# My first layout



## civic2n2000 (Nov 16, 2014)

I have been toying around with the idea of doing a layout for some time now. Well the wife got me a train set for Christmas. I have not been dragging my feet getting things going. Let me know what you think.


----------



## Aminnich (Nov 17, 2014)

Hey man, looks good. I'm pretty much at the same step


----------



## Magic (Jan 28, 2014)

Coming along nicely. 

Welcome to the forum. 

Magic


----------



## MtRR75 (Nov 27, 2013)

civic2n2000 said:


> I have not been dragging my feet getting things going.


Certainly not.......

Benchwork, track plan, foam board -- and a mountain -- in FOUR days!

When did you have time to take pictures and post them here?

I'm jealous. My progress is measured in months and years.


----------



## civic2n2000 (Nov 16, 2014)

The wife kind of hinted around about get it for me for christmas so i have been planning for a couple weeks now.


----------



## KAL5 (Sep 4, 2011)

Nice start looks like a good size layout keep up the good work


----------



## civic2n2000 (Nov 16, 2014)

got a little more done today


----------



## civic2n2000 (Nov 16, 2014)

more update pictures. should have some more later today. been working on getting the pond finished up and doing some landscaping. Not sure i am liking this ez-track very much. Been having a lot of trouble with the turnouts.


----------



## David-Stockwell (Sep 21, 2010)

civic2n2000 said:


> more update pictures. should have some more later today. been working on getting the pond finished up and doing some landscaping. Not sure i am liking this ez-track very much. Been having a lot of trouble with the turnouts.
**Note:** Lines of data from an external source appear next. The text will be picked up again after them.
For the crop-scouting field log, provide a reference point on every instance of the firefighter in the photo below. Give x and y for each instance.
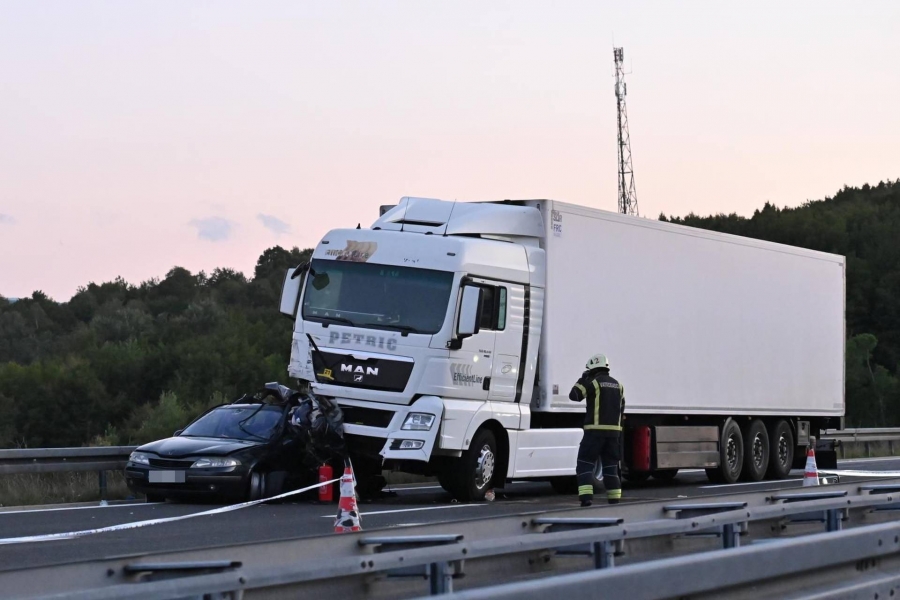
(602, 429)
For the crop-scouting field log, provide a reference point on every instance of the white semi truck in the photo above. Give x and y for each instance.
(451, 334)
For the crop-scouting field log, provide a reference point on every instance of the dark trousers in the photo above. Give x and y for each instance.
(606, 446)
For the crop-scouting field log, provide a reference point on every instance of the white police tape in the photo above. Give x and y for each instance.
(76, 534)
(851, 473)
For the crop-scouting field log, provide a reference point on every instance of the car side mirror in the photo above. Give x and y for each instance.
(290, 290)
(469, 312)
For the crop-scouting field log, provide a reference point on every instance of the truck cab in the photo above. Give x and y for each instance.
(422, 328)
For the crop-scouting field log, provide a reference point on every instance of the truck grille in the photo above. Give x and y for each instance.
(165, 463)
(371, 417)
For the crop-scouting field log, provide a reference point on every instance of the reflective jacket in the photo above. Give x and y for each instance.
(605, 400)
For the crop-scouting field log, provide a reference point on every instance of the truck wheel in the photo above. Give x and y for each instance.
(756, 451)
(636, 476)
(731, 455)
(470, 477)
(664, 474)
(781, 450)
(565, 486)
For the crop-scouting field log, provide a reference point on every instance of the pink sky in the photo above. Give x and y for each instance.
(135, 136)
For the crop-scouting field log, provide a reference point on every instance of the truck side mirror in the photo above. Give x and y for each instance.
(290, 291)
(469, 312)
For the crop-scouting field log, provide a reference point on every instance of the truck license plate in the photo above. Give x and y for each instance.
(166, 476)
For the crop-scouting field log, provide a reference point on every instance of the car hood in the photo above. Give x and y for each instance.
(192, 446)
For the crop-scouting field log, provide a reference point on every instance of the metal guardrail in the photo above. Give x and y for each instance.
(521, 547)
(53, 460)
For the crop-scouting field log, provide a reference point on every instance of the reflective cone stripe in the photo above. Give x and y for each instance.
(811, 475)
(347, 518)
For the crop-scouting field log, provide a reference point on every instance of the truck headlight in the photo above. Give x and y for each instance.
(140, 458)
(418, 422)
(211, 463)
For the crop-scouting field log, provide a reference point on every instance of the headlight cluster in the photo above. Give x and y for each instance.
(418, 422)
(139, 458)
(210, 463)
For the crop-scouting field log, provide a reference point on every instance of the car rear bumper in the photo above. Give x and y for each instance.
(206, 483)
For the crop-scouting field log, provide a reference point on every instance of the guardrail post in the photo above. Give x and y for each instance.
(833, 519)
(101, 477)
(440, 578)
(604, 554)
(730, 536)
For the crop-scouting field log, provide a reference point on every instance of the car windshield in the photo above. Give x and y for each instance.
(381, 296)
(240, 422)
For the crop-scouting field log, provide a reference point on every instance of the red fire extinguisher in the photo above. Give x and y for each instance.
(326, 492)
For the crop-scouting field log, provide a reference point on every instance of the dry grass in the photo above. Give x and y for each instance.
(59, 488)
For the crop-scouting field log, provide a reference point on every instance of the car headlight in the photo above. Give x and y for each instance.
(418, 422)
(210, 463)
(139, 458)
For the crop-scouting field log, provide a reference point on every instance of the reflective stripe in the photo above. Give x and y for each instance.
(604, 427)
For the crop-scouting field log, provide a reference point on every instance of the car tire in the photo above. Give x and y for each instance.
(756, 451)
(781, 450)
(468, 478)
(257, 486)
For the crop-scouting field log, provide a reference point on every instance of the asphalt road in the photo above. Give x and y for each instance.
(405, 505)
Hi civic !!:smilie_daumenpos:You got a nice start their!!! Got one suggestion! Cut a hole in the back of the hillside for access!! Just in case of a derailment. 
DAVE

LIKE SO!!


----------



## civic2n2000 (Nov 16, 2014)

Thanks for for the suggestion but there is a hole on the back side of the hill already.


----------



## cosmos2002 (Jun 14, 2007)

Well done so far. Keep at it :appl:


----------



## Mr.Buchholz (Dec 30, 2011)

Really liked where this layout was going. Any new progress or updates or pictures??



-J.


----------